Of course this is not the first show trial ever held. But one in particular has some interesting parallels. The case of 17 year old Herschel Grynszpan, who shot and killed a Nazi official in 1938, was comparable in some ways. i.e. a teenager killing someone who he believed was persecuting his people. In both cases, there seemed to be no intent to murder a particular person, instead it was more or less random. Both cases took place where the teenager was not in his home country. Both trials dragged on for a long time with generally unsatisfactory results.
"The Night of Broken Glass (Kristallnacht) occurred on November 9/10 after 17-year-old Herschel Grynszpan shot and killed Ernst vom Rath, a German embassy official in Paris, in retaliation for the harsh treatment his Jewish parents had received from Nazis."

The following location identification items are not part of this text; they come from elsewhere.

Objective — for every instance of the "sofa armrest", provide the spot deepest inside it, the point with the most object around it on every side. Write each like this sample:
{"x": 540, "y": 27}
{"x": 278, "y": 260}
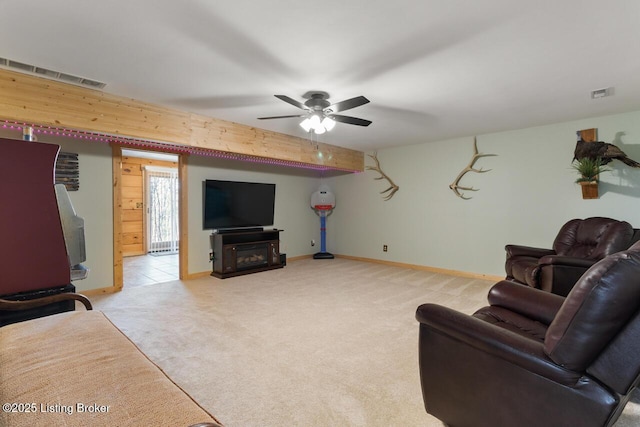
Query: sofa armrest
{"x": 530, "y": 302}
{"x": 493, "y": 340}
{"x": 518, "y": 250}
{"x": 39, "y": 302}
{"x": 561, "y": 260}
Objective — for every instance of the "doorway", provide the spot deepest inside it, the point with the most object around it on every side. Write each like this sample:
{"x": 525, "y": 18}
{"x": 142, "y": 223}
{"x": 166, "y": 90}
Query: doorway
{"x": 148, "y": 234}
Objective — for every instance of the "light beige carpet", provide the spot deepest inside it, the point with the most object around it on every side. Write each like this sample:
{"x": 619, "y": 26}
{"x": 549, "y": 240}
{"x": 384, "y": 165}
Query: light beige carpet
{"x": 317, "y": 343}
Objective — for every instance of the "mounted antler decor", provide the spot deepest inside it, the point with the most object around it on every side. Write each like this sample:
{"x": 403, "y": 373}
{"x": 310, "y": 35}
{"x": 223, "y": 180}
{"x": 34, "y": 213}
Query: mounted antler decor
{"x": 469, "y": 168}
{"x": 393, "y": 188}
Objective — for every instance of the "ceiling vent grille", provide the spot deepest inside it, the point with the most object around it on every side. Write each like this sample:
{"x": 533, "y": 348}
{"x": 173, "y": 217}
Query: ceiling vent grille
{"x": 50, "y": 74}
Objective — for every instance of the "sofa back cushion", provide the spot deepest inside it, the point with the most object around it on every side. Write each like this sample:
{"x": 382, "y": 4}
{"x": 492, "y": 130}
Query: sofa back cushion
{"x": 593, "y": 238}
{"x": 605, "y": 298}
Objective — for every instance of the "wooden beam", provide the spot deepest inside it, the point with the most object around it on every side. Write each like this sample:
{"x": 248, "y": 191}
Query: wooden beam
{"x": 39, "y": 101}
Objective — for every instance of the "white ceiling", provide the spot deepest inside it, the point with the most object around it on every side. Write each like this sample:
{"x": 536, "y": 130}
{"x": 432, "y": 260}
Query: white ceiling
{"x": 432, "y": 69}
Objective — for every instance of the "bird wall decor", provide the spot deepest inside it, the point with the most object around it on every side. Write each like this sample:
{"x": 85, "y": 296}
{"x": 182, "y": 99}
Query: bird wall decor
{"x": 603, "y": 150}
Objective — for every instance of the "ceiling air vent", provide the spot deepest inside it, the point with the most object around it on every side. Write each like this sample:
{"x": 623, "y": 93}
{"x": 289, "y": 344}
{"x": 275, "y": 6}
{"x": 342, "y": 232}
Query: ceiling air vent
{"x": 601, "y": 93}
{"x": 50, "y": 74}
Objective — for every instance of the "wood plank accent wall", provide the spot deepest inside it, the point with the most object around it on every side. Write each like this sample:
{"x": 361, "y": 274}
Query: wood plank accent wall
{"x": 134, "y": 203}
{"x": 35, "y": 100}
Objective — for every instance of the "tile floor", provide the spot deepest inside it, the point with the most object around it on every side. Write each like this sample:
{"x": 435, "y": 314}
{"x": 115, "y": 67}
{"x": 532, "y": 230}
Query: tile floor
{"x": 148, "y": 269}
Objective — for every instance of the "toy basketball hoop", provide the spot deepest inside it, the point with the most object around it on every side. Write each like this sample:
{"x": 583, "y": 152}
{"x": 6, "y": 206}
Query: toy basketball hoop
{"x": 323, "y": 202}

For Canadians, it should not be too hard to imagine the outrage the Germans felt toward Herchel. The French refused to extradite Herchel, and dragged out the trial for a few years. But when Germany invaded France, the Nazis were able to track down Herchel and took him to Germany where they wanted him to stand trial. Given that WW2 was in full swing, it's pretty obvious the only purpose for the trial was to send a message to the world, and Jews in particular, that the Germans were the victims, not the aggressors. There was really nothing stopping the Nazis from executing Herchel at will. But even in Nazi Germany, the legal system was a bitch, and the trial proved to be a nightmare for the Nazis. Finally, as the war took a turn for the worse (for Germany) Herchel, still awaiting trial, disappeared never to be seen again.